Sunday, November 24, 2013

50 Yrs. Ago: TV’s 1st Live Murder


SUNDAY, NOVEMBER 24, 1963 2013: On this day a half century ago, in the wake of President John F. Kennedy’s assassination, about all anyone could do was hunker down in front of their television set to mourn the tragic loss of this visionary leader. That’s precisely what I was doing.

And so, it was inevitable that I’d soon become an eyewitness to something no one, especially a youngster (I was 9 at the time), should’ve ever been forced to endure. My childhood innocence would soon be shot to hell.

My NBC affiliate, WWJ-TV Detroit, channel 4, was broadcasting the live, national feed; the network cameras set up in the basement of the Dallas, Texas municipal building; where the cops were in the process of transferring Lee Harvey Oswald from the city jail to the more “secure” county lockup facility. It didn’t take long before these lawmen had discovered exactly how flawed their game plan had been; i.e., how sloppy their efforts had been in securing the route taken. Maybe they just didn’t care what happened? Or was it more a matter of hoping someone would make “something” happen?

That “something” did happen. At 12:20 EST, I distinctly recall watching a man, wearing a hat and dark colored suit, emerge from the throng of reporters. He turned out to be some sort of self-appointed, one-man firing squad. For him, it was simply a matter of READY… AIM… FIRE!

Fire he did. Oswald dropped to the ground (subsequent replays from different cameras / camera angles as well as still photos showed the grimace of agony, which contorted his face). Then, before the flummoxed, incompetent cops had even begun to react, I had reacted. My first thought was, “Now what? Would someone else soon step out from the shadows to kill Ruby?” Was that the general MO of this locale or just some random, isolated incident?

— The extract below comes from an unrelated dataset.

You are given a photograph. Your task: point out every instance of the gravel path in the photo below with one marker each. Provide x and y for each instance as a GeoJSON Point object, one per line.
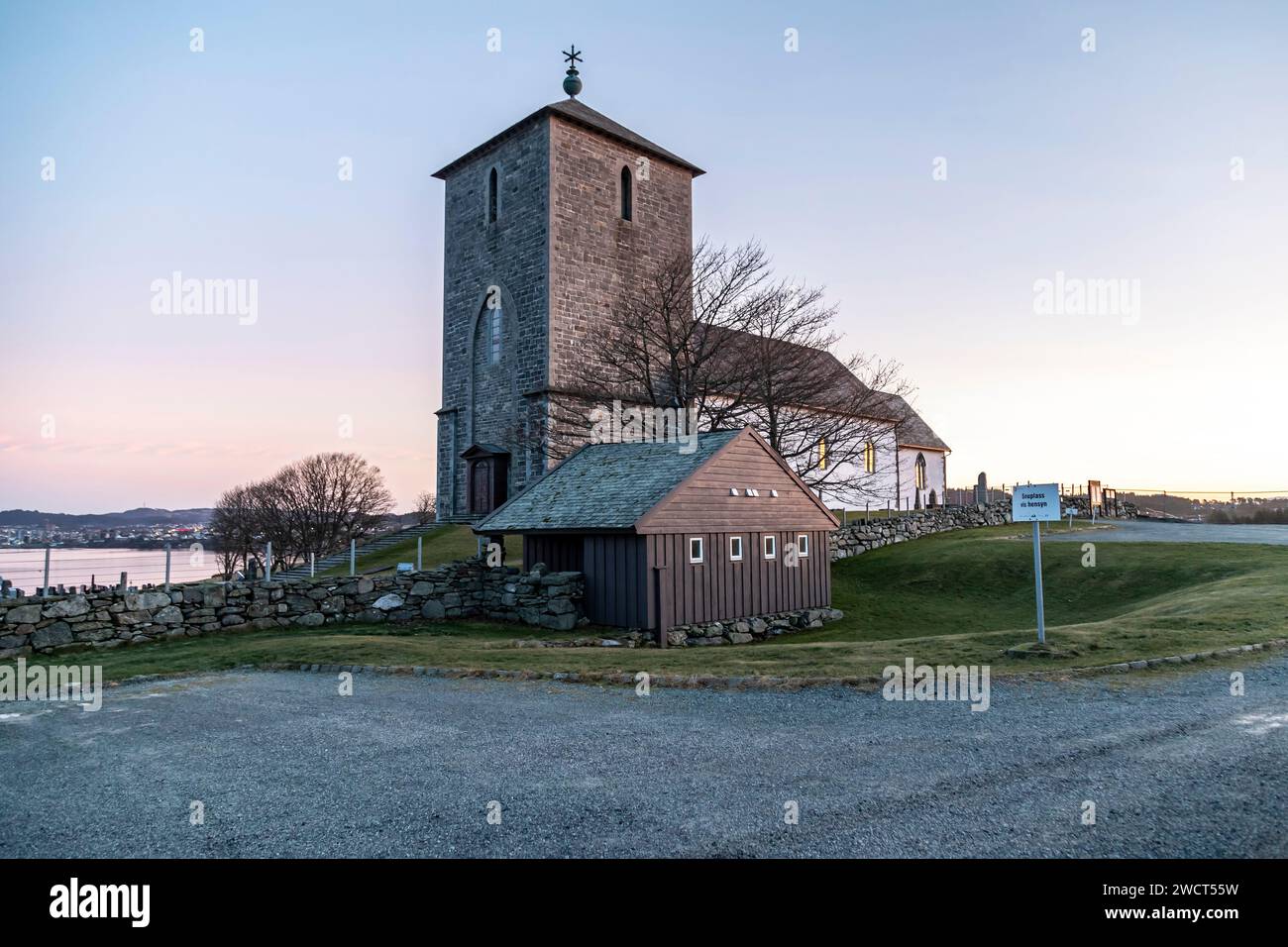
{"type": "Point", "coordinates": [407, 767]}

True, if Oswald really had been guilty of the crime he was accused of, punishment was required. But, what the hell had happened to the concept of innocent until proven guilty? Of course, at that point, Ruby’s gunfire had made such a trial impossible. Nope, there could be no orderly, legal proceedings where, via the carefully presented testimony and examination of the forensics, we could’ve perhaps patched together what actually happened in Dealey Plaza on 11/22/1963?

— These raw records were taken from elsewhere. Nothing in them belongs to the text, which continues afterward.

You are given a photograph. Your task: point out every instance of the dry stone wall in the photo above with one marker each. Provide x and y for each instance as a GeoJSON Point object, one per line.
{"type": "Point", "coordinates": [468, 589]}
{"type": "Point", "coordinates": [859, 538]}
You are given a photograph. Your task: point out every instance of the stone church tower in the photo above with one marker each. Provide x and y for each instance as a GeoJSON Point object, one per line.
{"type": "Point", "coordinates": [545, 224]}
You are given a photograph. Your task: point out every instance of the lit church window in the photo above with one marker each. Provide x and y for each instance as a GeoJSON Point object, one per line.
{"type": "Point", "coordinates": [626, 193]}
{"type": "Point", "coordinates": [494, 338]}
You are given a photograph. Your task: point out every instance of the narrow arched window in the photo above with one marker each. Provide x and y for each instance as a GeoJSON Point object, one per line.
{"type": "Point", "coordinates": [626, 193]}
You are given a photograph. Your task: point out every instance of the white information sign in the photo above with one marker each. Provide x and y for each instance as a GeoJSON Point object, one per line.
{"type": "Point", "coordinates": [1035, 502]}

Moreover, not everyone believes in the death penalty. Looking at this from a more evolved perspective, had the (then) 24-year-old Oswald gone to trial and been proven guilty, had he been serving a life sentence, he may’ve still been alive today. Even though it’s highly unlikely that he’d have ever taken the witness stand back in 1963/64, who knows? When an incarcerated man comes to the realization that he has fewer days ahead than those behind him, he sometimes softens into a what-do-I-have-to-lose, tell-all mood. And tell-all is exactly what we have needed for the past half century.

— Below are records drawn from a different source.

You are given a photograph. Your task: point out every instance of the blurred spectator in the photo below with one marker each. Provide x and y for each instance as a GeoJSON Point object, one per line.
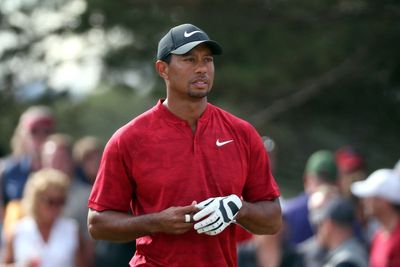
{"type": "Point", "coordinates": [57, 154]}
{"type": "Point", "coordinates": [34, 125]}
{"type": "Point", "coordinates": [320, 169]}
{"type": "Point", "coordinates": [87, 155]}
{"type": "Point", "coordinates": [334, 218]}
{"type": "Point", "coordinates": [381, 198]}
{"type": "Point", "coordinates": [397, 168]}
{"type": "Point", "coordinates": [43, 237]}
{"type": "Point", "coordinates": [311, 250]}
{"type": "Point", "coordinates": [351, 168]}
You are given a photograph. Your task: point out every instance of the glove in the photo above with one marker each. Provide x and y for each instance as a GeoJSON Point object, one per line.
{"type": "Point", "coordinates": [221, 212]}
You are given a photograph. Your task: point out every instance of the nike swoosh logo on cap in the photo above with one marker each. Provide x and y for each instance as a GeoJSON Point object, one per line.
{"type": "Point", "coordinates": [218, 143]}
{"type": "Point", "coordinates": [188, 34]}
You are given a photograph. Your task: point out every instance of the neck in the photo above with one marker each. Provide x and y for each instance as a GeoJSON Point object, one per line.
{"type": "Point", "coordinates": [44, 229]}
{"type": "Point", "coordinates": [188, 111]}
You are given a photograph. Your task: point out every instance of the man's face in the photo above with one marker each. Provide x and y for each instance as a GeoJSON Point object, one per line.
{"type": "Point", "coordinates": [192, 74]}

Of course, maybe there really was nothing for Oswald to tell?

Well, if anything positive emerged from this long, fifty years ago, blood splattered weekend, it has been my consequent attitude; i.e., my loathing of firearms (and all things related to them).

As for the flipped out flip side of “our” “civilization”; i.e., the others out there… WAY OUT THERE? Well, these are the ones who learned the exact opposite lesson. Their “role models” were / still are Oswald and Ruby. They got off on / still get off on a vigilante / Wild West / anything goes mindset where the sound of BANG… BANG… BANG is the soundtrack of their lives; the “music” that tops off their Top 40 Hit Parade; that “catchy tune” that plays over and over and over again in their warped minds.

Over the course of the past half-century, this foul ‘tude has had plenty of time to fester and devolve America into our present-day, lowercase america… A.K.A., a gun sick society seething with raw, insatiable bloodlust.